In the last three years, Tesla’s sales have risen at an annual rate of 45% to touch $41.9 billion in the June quarter. Its gross margin has also risen to 22% in Q2, compared to a margin of 14.4% in the same period in 2018.

The company has managed to lower production costs as it benefits from economies of scale and strong demand. In 2020, global EV sales rose 41% to 3.1 million units account for 4.6% of all cars sold. Now, according to a report from BloombergNEF, annual passenger EV sales might grow to 14 million by 2025 and around 60 million by 2040 giving Tesla enough room to keep growing its revenue over several decades.

The final takeaway

Similar to Tesla there are several other stocks that will stand to benefit from the augmented shift towards EVs. BloombergNEF expects electric vehicles in large automotive markets of Germany and China to account for 40% and 25% respectively of total auto sales by 2025.

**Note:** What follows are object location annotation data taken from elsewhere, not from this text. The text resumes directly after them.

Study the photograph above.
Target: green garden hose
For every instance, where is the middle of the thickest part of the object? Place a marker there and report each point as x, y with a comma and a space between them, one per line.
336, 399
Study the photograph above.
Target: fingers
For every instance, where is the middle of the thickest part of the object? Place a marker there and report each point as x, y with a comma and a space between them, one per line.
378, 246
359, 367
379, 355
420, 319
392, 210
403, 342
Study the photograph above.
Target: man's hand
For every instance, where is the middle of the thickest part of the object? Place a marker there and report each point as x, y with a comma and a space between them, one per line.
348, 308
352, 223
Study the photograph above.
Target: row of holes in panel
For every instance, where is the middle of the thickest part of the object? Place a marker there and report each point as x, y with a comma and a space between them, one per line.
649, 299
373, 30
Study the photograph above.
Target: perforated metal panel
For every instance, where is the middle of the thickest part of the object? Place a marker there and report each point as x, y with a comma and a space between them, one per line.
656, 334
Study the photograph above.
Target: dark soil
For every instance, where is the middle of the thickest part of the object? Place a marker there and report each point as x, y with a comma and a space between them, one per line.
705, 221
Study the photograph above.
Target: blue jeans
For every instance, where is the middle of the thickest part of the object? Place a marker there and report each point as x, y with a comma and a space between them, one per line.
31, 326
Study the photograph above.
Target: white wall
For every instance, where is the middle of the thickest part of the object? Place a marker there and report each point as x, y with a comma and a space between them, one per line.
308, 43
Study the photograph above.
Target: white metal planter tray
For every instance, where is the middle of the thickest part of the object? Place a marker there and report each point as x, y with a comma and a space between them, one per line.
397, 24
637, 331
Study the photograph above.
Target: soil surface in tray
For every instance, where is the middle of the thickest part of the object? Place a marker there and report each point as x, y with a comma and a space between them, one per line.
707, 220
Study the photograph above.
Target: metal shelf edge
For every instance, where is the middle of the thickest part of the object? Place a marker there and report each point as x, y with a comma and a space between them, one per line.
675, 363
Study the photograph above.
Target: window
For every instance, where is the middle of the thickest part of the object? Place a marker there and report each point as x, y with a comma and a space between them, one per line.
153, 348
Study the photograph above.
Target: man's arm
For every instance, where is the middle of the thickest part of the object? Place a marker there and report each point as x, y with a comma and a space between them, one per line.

These trends make Chinese manufacturers such as NIO a solid bet as well. China is currently the largest EV market in the world where Tesla has constructed a manufacturing facility in Shanghai. The increase in purchasing power of the Chinese middle class as well as growing GDP rates and ongoing federal support has already enabled NIO to increase sales from $760 million in 2018 to $2.55 billion in 2020. NIO stock in fact rose over 1,100% in 2020.